CDU do Fundão quer saber mais sobre central de biometano

Um anúncio desta importância “não pode ficar reduzido a uma breve referência pública. Pela natureza e pelos potenciais impactos de uma infraestrutura deste tipo, importa que o Município esclareça o que está efetivamente previsto.” É esta a posição da CDU do Fundão sobre a anunciada criação de uma central de biometano, no concelho, um dos novos projetos que foi anunciado pelo presidente da Câmara, Miguel Gavinhos, durante a Expo Fundão, que decorreu na semana passada.

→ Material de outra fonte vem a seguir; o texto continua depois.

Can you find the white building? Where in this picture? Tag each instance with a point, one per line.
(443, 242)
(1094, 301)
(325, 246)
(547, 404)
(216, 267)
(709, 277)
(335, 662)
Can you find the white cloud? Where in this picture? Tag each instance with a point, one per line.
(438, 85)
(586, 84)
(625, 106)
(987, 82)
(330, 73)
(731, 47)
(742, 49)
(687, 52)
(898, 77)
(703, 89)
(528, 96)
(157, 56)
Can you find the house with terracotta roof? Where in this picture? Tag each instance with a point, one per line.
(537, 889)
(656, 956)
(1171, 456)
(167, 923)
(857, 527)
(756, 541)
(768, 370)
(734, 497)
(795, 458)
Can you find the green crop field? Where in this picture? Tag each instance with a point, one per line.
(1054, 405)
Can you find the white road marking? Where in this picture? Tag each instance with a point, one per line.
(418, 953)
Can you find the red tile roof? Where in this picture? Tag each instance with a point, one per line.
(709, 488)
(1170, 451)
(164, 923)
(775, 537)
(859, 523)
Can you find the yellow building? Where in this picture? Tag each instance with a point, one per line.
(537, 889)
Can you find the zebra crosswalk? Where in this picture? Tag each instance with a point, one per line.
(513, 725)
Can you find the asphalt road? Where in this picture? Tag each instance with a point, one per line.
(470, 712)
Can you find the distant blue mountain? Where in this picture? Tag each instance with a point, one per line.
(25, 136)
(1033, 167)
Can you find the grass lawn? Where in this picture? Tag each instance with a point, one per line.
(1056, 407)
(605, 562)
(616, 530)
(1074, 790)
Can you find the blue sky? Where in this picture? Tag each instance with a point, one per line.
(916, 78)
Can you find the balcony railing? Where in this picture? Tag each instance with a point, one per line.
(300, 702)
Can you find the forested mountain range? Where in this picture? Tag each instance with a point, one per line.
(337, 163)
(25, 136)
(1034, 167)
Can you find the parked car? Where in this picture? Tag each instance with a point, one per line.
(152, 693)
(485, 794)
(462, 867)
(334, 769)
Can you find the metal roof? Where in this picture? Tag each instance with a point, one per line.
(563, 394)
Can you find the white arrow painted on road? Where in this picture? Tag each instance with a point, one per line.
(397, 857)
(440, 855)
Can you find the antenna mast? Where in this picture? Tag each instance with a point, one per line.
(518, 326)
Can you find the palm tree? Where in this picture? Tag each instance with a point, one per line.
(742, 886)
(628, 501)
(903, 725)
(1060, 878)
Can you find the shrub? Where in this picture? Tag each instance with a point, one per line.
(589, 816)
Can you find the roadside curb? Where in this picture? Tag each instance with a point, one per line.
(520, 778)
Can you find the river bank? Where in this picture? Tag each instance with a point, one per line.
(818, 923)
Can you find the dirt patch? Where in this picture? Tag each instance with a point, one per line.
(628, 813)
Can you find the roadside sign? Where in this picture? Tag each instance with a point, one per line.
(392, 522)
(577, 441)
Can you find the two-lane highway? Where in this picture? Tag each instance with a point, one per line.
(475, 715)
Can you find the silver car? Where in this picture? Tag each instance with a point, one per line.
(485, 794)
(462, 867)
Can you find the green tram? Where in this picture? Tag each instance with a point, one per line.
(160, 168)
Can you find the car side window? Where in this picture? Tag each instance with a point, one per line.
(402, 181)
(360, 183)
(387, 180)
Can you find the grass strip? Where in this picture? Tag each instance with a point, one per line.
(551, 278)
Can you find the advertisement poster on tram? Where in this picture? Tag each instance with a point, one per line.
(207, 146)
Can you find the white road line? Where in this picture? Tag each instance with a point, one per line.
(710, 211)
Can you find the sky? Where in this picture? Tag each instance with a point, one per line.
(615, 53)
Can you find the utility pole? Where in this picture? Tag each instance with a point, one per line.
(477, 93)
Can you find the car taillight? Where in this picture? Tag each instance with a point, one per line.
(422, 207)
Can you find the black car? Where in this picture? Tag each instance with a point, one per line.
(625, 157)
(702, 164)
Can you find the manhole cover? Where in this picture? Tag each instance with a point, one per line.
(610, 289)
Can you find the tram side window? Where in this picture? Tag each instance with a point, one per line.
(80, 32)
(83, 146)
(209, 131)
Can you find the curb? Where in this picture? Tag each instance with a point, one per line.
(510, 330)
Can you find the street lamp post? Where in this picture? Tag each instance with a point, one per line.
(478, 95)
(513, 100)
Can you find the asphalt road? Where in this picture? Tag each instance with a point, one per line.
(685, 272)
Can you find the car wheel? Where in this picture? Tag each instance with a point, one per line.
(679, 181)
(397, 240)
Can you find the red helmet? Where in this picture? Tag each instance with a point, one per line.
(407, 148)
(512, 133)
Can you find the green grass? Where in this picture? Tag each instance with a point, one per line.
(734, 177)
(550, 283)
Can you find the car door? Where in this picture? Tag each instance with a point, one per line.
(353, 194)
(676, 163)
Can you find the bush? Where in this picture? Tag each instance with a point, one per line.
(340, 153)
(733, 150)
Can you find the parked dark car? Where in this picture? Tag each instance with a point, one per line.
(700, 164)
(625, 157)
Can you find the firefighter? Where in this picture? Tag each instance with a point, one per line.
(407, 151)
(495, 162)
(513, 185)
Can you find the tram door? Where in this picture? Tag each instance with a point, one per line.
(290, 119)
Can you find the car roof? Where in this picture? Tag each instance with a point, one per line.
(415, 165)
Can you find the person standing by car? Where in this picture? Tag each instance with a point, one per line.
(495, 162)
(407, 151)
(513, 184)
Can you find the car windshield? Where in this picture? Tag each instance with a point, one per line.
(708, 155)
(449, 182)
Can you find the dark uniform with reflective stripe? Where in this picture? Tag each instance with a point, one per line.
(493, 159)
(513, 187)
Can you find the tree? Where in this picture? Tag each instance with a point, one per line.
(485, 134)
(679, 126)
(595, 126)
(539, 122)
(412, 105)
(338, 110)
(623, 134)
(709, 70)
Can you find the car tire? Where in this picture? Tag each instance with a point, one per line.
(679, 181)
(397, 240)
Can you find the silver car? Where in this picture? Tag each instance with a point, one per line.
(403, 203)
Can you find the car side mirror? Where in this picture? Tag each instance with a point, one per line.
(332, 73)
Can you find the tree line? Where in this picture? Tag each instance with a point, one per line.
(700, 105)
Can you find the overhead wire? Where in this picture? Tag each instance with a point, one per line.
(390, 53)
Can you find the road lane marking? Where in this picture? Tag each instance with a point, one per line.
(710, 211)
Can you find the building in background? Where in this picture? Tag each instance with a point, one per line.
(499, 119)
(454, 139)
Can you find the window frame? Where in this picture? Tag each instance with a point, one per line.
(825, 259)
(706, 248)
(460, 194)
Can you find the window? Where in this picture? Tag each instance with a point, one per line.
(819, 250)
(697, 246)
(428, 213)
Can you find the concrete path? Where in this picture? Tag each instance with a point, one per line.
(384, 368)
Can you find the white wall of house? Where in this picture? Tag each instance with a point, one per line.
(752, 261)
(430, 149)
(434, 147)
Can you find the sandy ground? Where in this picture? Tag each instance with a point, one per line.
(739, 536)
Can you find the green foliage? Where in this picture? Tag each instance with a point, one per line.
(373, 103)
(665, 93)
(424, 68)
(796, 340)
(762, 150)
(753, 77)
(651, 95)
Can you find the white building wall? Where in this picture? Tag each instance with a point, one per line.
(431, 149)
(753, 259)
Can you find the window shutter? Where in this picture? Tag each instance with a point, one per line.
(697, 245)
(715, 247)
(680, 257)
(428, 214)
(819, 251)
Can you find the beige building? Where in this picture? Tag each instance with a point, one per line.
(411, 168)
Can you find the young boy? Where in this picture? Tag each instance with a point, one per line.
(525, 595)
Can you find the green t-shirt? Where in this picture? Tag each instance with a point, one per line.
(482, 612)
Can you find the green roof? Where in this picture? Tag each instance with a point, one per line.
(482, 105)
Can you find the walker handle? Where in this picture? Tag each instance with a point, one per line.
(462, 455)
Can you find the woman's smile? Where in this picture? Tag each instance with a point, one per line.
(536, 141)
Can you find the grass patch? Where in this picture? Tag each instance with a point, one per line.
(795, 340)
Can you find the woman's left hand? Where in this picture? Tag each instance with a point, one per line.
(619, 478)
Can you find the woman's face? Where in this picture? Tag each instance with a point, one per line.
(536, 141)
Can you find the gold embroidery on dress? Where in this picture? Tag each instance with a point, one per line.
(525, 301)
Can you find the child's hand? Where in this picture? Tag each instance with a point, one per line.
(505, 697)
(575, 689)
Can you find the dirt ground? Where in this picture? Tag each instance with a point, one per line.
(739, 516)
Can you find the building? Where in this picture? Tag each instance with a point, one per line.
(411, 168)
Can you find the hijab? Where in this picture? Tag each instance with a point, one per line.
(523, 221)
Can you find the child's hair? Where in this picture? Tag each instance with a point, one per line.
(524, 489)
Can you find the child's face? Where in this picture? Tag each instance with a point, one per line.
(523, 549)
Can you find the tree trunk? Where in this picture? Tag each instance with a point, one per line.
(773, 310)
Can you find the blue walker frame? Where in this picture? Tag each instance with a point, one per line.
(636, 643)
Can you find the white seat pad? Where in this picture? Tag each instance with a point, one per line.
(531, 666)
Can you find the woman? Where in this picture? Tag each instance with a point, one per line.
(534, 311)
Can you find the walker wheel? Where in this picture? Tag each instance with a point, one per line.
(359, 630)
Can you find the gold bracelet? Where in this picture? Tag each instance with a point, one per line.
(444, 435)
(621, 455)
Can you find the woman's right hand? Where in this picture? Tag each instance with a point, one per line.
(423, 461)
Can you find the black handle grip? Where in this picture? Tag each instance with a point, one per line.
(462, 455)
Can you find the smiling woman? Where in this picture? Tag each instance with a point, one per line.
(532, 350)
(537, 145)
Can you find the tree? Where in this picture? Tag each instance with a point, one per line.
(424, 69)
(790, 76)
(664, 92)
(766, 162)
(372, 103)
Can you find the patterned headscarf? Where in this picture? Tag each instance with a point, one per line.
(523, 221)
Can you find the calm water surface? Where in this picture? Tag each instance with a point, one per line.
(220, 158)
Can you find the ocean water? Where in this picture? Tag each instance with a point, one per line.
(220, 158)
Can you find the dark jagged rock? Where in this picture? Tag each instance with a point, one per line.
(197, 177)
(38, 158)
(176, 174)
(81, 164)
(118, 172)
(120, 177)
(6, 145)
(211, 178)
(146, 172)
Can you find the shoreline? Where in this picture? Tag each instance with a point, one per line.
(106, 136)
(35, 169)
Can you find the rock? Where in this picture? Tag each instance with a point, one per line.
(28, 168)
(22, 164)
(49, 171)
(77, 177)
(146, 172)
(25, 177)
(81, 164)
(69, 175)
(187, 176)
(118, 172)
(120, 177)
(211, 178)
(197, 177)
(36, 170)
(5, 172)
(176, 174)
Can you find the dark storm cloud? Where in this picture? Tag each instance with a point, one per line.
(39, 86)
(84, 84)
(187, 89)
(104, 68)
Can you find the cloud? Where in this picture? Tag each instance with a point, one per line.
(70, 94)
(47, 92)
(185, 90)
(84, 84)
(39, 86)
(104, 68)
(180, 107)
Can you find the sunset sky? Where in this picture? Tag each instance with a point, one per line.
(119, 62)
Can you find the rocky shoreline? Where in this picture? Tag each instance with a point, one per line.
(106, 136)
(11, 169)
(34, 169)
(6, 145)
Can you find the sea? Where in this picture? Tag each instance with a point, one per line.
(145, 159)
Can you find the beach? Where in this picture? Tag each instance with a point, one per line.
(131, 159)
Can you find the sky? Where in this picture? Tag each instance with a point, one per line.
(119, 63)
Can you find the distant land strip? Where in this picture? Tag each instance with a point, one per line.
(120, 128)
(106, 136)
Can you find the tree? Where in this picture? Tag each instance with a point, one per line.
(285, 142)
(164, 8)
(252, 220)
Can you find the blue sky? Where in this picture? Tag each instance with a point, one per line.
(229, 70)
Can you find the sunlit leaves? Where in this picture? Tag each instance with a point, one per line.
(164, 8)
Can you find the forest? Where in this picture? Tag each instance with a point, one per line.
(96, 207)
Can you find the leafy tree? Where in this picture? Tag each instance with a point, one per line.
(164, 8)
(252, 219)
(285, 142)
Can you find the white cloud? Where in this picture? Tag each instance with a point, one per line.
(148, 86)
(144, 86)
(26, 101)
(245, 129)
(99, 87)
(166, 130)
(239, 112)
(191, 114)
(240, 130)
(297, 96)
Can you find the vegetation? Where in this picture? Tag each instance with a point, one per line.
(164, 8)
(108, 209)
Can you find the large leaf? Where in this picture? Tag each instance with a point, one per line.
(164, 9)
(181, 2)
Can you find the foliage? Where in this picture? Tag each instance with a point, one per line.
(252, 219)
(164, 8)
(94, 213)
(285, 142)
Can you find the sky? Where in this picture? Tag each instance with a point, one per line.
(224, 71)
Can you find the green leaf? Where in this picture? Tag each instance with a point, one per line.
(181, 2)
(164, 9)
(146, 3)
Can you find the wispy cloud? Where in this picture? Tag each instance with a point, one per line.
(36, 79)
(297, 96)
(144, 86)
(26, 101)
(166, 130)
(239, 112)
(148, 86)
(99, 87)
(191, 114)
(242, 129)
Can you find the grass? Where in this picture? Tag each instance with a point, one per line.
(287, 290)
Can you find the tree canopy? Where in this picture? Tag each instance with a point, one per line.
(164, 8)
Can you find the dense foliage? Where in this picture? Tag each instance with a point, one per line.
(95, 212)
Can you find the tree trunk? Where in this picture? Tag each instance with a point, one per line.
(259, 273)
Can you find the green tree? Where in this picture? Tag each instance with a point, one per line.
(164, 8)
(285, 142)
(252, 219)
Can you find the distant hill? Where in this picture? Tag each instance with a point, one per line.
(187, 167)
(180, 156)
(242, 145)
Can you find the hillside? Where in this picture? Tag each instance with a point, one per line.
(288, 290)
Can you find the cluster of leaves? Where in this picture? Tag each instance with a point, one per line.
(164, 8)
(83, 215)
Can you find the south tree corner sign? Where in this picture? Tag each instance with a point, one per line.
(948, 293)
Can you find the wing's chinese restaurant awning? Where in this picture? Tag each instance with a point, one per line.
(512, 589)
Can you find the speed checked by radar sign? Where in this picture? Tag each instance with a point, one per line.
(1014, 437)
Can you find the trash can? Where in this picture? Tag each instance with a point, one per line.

Em comunicado, a CDU salienta que a valorização de resíduos orgânicos e a produção de biometano podem constituir contributos relevantes para a economia circular e para a transição energética. “Contudo, cada projeto deve ser avaliado pelas suas características concretas e pelos seus impactos no território”, afirma, considerando “indispensável” que o Município esclareça quem promove o investimento, onde se pretende instalar a central, qual a sua dimensão e capacidade, que resíduos irão ser utilizados e qual a sua proveniência, se existe alguma articulação com a futura gestão dos biorresíduos, com a anunciada instalação de uma vacaria ou com outras infraestruturas de tratamento de resíduos, quais os impactos previsíveis ao nível do ambiente, dos recursos hídricos, do tráfego e da qualidade de vida das populações e, por último, que benefícios concretos este projeto poderá trazer para o concelho do Fundão.  “A CDU entende que o Fundão não pode voltar a ser confrontado com decisões pouco esclarecidas e sem um verdadeiro debate público. A experiência da Central de Biomassa demonstrou a importância de avaliar cuidadosamente projetos desta natureza, garantindo que os seus riscos, impactos e benefícios sejam conhecidos e discutidos antes da tomada de qualquer decisão” afirma. O partido considera que o concelho fundanense “não pode ser encarado como um território disponível para acolher sucessivamente infraestruturas de âmbito regional ou nacional sem uma demonstração clara do interesse público, da sua compatibilidade com o território e das vantagens efetivas para as populações. “

A CDU defende que ainda que qualquer investimento desta natureza “deve obedecer aos mais elevados critérios de sustentabilidade ambiental, ordenamento do território, transparência e participação pública.” E que as populações “têm o direito de conhecer antecipadamente os objetivos do projeto, a sua dimensão, os seus impactos e os benefícios esperados para o concelho.”